Question

Graph each function using transformations or the method of key points. Be sure to label key points and show at least two cycles. Use the graph to determine the domain and the range of each function. $$ y=3 \sin x $$

Short answer

Domain: \(( -\infty, \infty )\); Range: \([-3, 3]\)

Step-by-step solution

- Understand the parent function

The base function here is the sine function, which is given by \(y = \sin x\). The sine function has key characteristics: it has a period of \(2\pi\), crosses the x-axis at multiples of \(\pi\), reaches a maximum of 1 and a minimum of -1, and completes one cycle from \(0\) to \(2\pi\).

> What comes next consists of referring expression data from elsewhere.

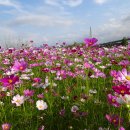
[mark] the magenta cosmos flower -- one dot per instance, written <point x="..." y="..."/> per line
<point x="9" y="80"/>
<point x="114" y="119"/>
<point x="113" y="100"/>
<point x="19" y="65"/>
<point x="90" y="41"/>
<point x="28" y="93"/>
<point x="124" y="76"/>
<point x="6" y="126"/>
<point x="121" y="89"/>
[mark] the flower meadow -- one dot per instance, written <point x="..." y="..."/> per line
<point x="81" y="87"/>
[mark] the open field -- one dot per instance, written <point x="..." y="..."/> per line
<point x="62" y="88"/>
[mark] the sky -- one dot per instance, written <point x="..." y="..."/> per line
<point x="52" y="21"/>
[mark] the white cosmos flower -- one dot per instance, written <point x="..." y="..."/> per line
<point x="18" y="100"/>
<point x="41" y="105"/>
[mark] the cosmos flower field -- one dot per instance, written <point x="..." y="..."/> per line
<point x="81" y="87"/>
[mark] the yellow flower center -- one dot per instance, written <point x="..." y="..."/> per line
<point x="128" y="77"/>
<point x="90" y="43"/>
<point x="21" y="68"/>
<point x="18" y="101"/>
<point x="10" y="80"/>
<point x="113" y="100"/>
<point x="122" y="91"/>
<point x="114" y="120"/>
<point x="6" y="127"/>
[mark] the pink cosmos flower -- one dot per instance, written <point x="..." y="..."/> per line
<point x="37" y="80"/>
<point x="121" y="89"/>
<point x="90" y="41"/>
<point x="6" y="126"/>
<point x="124" y="63"/>
<point x="124" y="76"/>
<point x="114" y="119"/>
<point x="113" y="100"/>
<point x="88" y="65"/>
<point x="19" y="65"/>
<point x="114" y="73"/>
<point x="9" y="80"/>
<point x="28" y="93"/>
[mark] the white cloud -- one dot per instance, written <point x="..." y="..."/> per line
<point x="73" y="3"/>
<point x="60" y="3"/>
<point x="52" y="2"/>
<point x="100" y="1"/>
<point x="10" y="3"/>
<point x="42" y="20"/>
<point x="114" y="29"/>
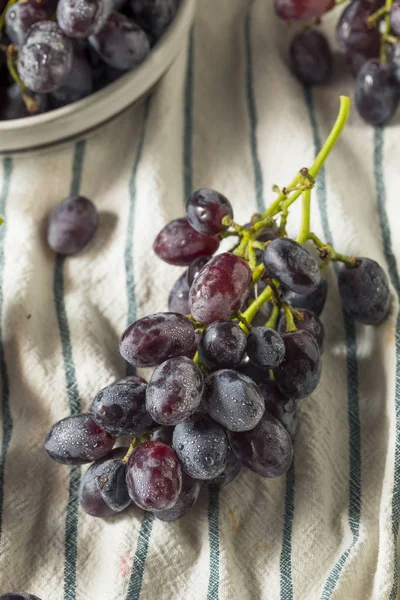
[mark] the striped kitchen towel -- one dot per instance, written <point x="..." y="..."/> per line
<point x="228" y="115"/>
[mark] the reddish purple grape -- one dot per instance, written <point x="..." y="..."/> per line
<point x="314" y="302"/>
<point x="82" y="18"/>
<point x="120" y="409"/>
<point x="201" y="446"/>
<point x="72" y="224"/>
<point x="154" y="476"/>
<point x="300" y="371"/>
<point x="305" y="320"/>
<point x="121" y="43"/>
<point x="174" y="391"/>
<point x="354" y="34"/>
<point x="151" y="340"/>
<point x="220" y="289"/>
<point x="282" y="408"/>
<point x="311" y="58"/>
<point x="205" y="210"/>
<point x="179" y="244"/>
<point x="45" y="57"/>
<point x="233" y="400"/>
<point x="266" y="450"/>
<point x="377" y="92"/>
<point x="77" y="440"/>
<point x="222" y="345"/>
<point x="231" y="471"/>
<point x="365" y="291"/>
<point x="265" y="347"/>
<point x="90" y="496"/>
<point x="195" y="268"/>
<point x="302" y="10"/>
<point x="178" y="299"/>
<point x="186" y="500"/>
<point x="292" y="265"/>
<point x="19" y="17"/>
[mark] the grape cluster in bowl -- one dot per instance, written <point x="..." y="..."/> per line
<point x="239" y="348"/>
<point x="56" y="52"/>
<point x="368" y="31"/>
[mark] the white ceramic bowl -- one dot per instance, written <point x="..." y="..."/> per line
<point x="81" y="117"/>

- Apply the transformation

The function given is \(y = 3 \sin x\), which is a vertical stretch of the parent function \(y = \sin x\) by a factor of 3. This means the amplitude of the sine function is multiplied by 3. Therefore, the maximum value will be 3 and the minimum value will be -3.

- Identify key points

For \(y = 3 \sin x\), the key points of one cycle (from \(0\) to \(2\pi\)) are: (0,0), (\(\frac{\pi}{2}\), 3), (\(\pi\), 0), (\(\frac{3\pi}{2}\), -3), and (\(2\pi\), 0). These points repeat every \(2\pi\) due to the periodic nature of the sine function.

- Plot the key points

Plot the points identified in step 3 on a coordinate plane. Mark the points (0,0), (\(\frac{\pi}{2}\), 3), (\(\pi\), 0), (\(\frac{3\pi}{2}\), -3), and (\(2\pi\), 0). Next, continue this pattern for another cycle by adding the period \(2\pi\) to each x-coordinate.

- Draw the graph

Connect the plotted points with a smooth, continuous wave to form the sine curve for two cycles. Ensure the wave reaches a maximum of 3 and a minimum of -3.

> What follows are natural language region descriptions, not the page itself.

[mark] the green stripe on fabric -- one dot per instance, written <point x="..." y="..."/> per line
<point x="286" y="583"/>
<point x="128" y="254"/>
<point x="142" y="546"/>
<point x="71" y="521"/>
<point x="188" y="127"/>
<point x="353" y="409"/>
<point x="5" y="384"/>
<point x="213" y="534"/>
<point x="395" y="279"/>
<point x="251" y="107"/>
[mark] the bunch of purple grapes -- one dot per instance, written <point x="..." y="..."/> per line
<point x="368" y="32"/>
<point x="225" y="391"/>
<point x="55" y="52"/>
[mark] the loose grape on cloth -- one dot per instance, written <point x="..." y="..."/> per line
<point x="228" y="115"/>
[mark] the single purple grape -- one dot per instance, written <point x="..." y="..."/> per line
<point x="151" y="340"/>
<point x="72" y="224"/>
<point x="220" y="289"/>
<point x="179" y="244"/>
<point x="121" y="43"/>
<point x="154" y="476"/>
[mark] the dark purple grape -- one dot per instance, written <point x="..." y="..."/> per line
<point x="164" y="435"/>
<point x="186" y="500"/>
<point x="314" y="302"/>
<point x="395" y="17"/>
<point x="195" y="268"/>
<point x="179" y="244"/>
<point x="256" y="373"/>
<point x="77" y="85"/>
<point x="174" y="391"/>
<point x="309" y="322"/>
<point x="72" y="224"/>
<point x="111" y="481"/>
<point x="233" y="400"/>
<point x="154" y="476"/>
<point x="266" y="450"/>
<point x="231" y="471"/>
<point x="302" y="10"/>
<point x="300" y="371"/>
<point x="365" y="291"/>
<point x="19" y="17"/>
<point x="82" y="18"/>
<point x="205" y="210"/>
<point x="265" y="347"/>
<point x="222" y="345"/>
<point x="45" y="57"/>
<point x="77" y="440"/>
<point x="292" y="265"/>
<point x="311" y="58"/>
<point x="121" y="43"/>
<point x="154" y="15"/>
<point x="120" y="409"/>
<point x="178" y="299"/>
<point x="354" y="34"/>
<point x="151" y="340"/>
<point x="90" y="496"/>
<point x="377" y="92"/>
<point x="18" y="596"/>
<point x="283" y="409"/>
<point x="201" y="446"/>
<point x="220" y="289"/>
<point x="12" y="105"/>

- Determine the domain and range

For the function \(y = 3 \sin x\), the domain is all real numbers \( ( -\infty, \infty ) \) because the sine function is defined for all \(x\)-values. The range is \([-3, 3]\) because the output values of the function will oscillate between -3 and 3 due to the vertical stretch.

Key concepts

Sine Function

The sine function is one of the fundamental functions in trigonometry. It is denoted as \( y = \sin x \). This function has a characteristic wave-like shape and is periodic, meaning it repeats its pattern over regular intervals. Key properties of the standard sine function include:

• A period of \( 2\pi \), indicating that the function repeats every \( 2\pi \) units.
• It crosses the x-axis at multiples of \( \pi \), such as \( 0, \pi, 2\pi \).
• The maximum value it reaches is 1, and the minimum value is -1.
• A complete cycle occurs from \(0\) to \( 2\pi \).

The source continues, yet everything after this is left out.